Explain SMBC — the wiki for Saturday Morning Breakfast Cereal

klorp

2018-01-10 View on smbc-comics.com → 1 revision
klorp
Votey panel for klorp
This explanation is incomplete or may contain errors. It was generated by AI and has not yet been reviewed by a human editor.

Explanation

The Joke

At the headquarters of "KlorpCo," an executive announces that they need to find a way to charge 50% more per klorp (a fictional product). One employee suggests they could improve the product. Another employee responds with a drawn-out "Orrrr..." implying they have a different, easier idea. The final panel, captioned "Soon...," shows the shelves stocked with "NEW! Klorp for Women" — the exact same product, just rebranded and marketed specifically toward women at a higher price.

The Humor

The comic satirizes the well-documented phenomenon known as the "pink tax," where products marketed toward women are often identical to their gender-neutral or male-marketed counterparts but sold at a higher price.
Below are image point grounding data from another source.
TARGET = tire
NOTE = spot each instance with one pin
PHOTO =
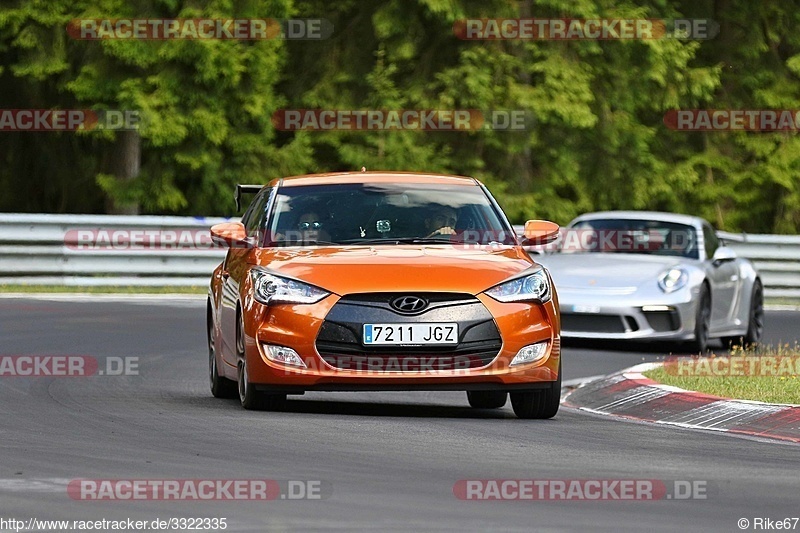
(249, 397)
(702, 321)
(221, 387)
(487, 399)
(755, 322)
(755, 328)
(538, 404)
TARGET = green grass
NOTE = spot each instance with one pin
(783, 388)
(102, 290)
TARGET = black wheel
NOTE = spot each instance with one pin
(538, 403)
(755, 329)
(755, 322)
(702, 321)
(487, 399)
(249, 397)
(221, 387)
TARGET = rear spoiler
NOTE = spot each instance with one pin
(732, 237)
(245, 189)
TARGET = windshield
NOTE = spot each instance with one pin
(385, 214)
(630, 236)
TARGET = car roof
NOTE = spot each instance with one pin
(333, 178)
(659, 216)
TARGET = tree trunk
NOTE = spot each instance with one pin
(123, 159)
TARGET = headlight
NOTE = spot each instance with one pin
(673, 279)
(535, 287)
(268, 288)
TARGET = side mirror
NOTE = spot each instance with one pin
(540, 232)
(230, 235)
(723, 254)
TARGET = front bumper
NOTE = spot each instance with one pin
(592, 316)
(298, 327)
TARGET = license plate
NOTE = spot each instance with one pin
(432, 333)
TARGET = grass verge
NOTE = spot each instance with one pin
(765, 374)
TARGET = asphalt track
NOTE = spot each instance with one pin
(387, 461)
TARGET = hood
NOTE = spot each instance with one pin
(605, 270)
(355, 269)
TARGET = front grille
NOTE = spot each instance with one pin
(663, 320)
(592, 323)
(339, 340)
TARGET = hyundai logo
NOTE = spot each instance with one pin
(408, 304)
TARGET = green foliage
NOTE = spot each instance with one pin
(597, 139)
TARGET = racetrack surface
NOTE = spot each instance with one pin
(390, 460)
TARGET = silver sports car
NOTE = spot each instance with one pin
(653, 276)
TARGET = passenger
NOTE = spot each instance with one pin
(442, 221)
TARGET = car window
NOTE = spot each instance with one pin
(254, 218)
(390, 212)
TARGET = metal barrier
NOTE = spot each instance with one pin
(777, 258)
(176, 251)
(104, 250)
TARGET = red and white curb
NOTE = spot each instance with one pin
(629, 394)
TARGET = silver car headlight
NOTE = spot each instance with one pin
(673, 279)
(269, 288)
(534, 287)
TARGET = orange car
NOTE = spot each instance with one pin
(382, 281)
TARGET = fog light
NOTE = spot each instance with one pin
(283, 355)
(530, 353)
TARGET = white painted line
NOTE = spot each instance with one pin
(577, 382)
(167, 299)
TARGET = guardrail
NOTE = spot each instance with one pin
(42, 249)
(777, 258)
(70, 250)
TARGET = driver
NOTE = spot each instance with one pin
(442, 221)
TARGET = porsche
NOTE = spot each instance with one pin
(654, 277)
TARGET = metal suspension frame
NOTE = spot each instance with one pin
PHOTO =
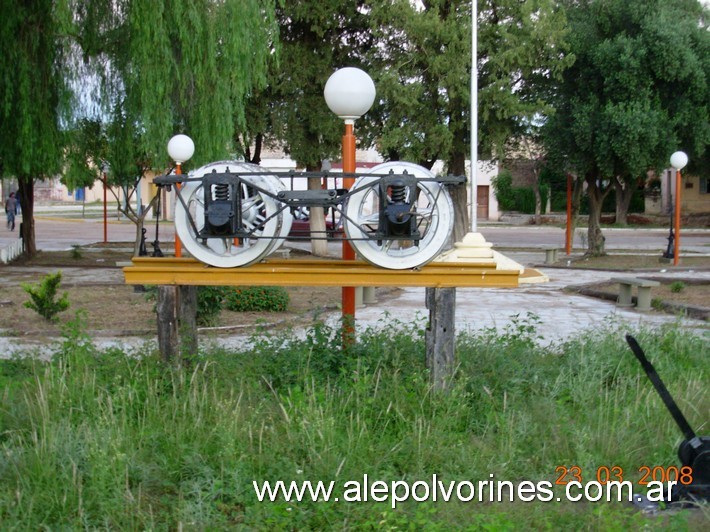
(294, 199)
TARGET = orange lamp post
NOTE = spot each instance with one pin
(180, 149)
(349, 93)
(104, 169)
(678, 161)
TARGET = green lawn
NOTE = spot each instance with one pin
(118, 441)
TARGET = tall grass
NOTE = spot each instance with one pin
(105, 439)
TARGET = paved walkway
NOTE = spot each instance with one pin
(558, 314)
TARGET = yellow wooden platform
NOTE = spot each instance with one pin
(315, 272)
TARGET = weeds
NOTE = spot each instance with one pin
(101, 439)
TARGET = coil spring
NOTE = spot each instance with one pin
(398, 193)
(221, 192)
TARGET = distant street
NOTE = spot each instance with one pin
(57, 233)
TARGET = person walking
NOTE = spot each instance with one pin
(11, 210)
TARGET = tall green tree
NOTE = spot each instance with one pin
(639, 90)
(422, 66)
(165, 67)
(34, 96)
(315, 39)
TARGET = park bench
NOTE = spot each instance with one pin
(643, 299)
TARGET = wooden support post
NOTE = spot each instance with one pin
(187, 322)
(441, 336)
(167, 322)
(177, 322)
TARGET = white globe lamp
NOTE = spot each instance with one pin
(181, 148)
(349, 93)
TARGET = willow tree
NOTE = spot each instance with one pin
(34, 97)
(165, 67)
(422, 65)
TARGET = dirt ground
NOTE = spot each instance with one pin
(117, 310)
(696, 295)
(114, 309)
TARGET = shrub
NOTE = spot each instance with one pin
(257, 298)
(43, 296)
(209, 304)
(677, 287)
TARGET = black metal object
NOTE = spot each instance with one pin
(694, 450)
(223, 201)
(156, 243)
(398, 194)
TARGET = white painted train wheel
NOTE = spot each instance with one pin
(258, 214)
(435, 220)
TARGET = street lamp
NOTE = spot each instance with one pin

Instead of actually improving their product to justify a price increase, the company takes the lazy and cynical route of simply slapping a "for women" label on the same item and charging more. The joke is sharpened by using a completely made-up product (a "klorp") to highlight how absurd and transparent this practice is — the audience has no idea what a klorp even is, yet the gendered marketing strategy still works. The employee who suggests actually improving the product is immediately overruled, underscoring that companies often prefer the path of least effort over genuine innovation.

References

The "pink tax" refers to the tendency for products marketed to women — razors, shampoo, deodorant, and many other consumer goods — to cost more than virtually identical products marketed to men. A 2015 study by the New York City Department of Consumer Affairs found that, on average, products marketed to women cost 7% more than comparable products for men. This comic was published in January 2018, during a period of growing public awareness and criticism of this pricing practice.